Moving as carefully and slowly as his temper and the rain-slicked floor of the skimmer would permit, he made his way to the back of the vehicle. The storage lockers he sought were now underwater. Opening them and extracting their contents meant working up to his neck in the placid nutrient-rich liquid. He did not worry if the food paks, for example, were spoiled or not. Everything on Fluva that was subject to invasion and spoilage by mold or fungi was sealed tightly against such intrusion. Anything that wasn’t did not last more than a week before it was overwhelmed by the planet’s incredibly fecund, moisture-driven flora.
So the food paks he dragged out were still secure in their self-cooking wrappings. He located a repeating pistol and packets of old-fashioned explosive shells. Fancy neuronics and electrics didn’t work well on alien worlds where the neutral tolerances of inimical local life-forms had yet to be calibrated. Either of the former might do no more than give a tickle to an onrushing carnivore. Explosives, on the other hand, had the virtue of not being species- or nervous-system-specific. They were marvelously egalitarian in their lethality.

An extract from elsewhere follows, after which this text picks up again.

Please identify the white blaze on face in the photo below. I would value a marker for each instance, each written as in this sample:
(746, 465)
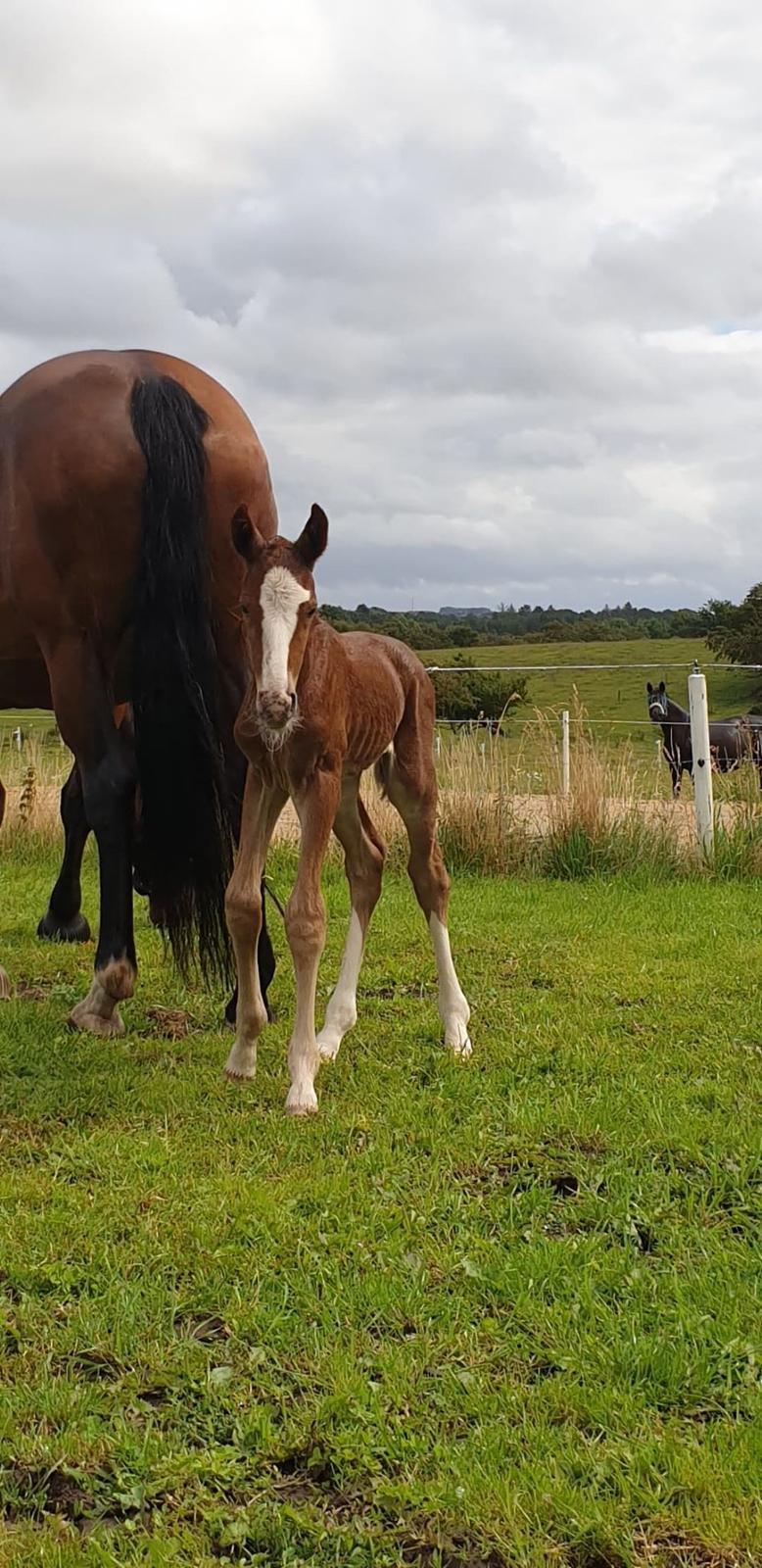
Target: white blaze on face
(279, 598)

Locating two rain capes, he immediately slipped one over his head. Though his tropical suit was ostensibly fully water-repellent, a person couldn’t have too many layers of rain protection on Fluva. The rest of the gear he crammed into a backpack that he hung on a sturdy branch on one of the trees located safely outside the downed craft. If the skimmer’s unseen suspect wooden supports suddenly gave way, sinking it to the ground twenty meters below, he would still have his limited store of salvaged supplies. This essential survival task completed, he crawled carefully down the branch he had used to reach the other tree and back into the skimmer.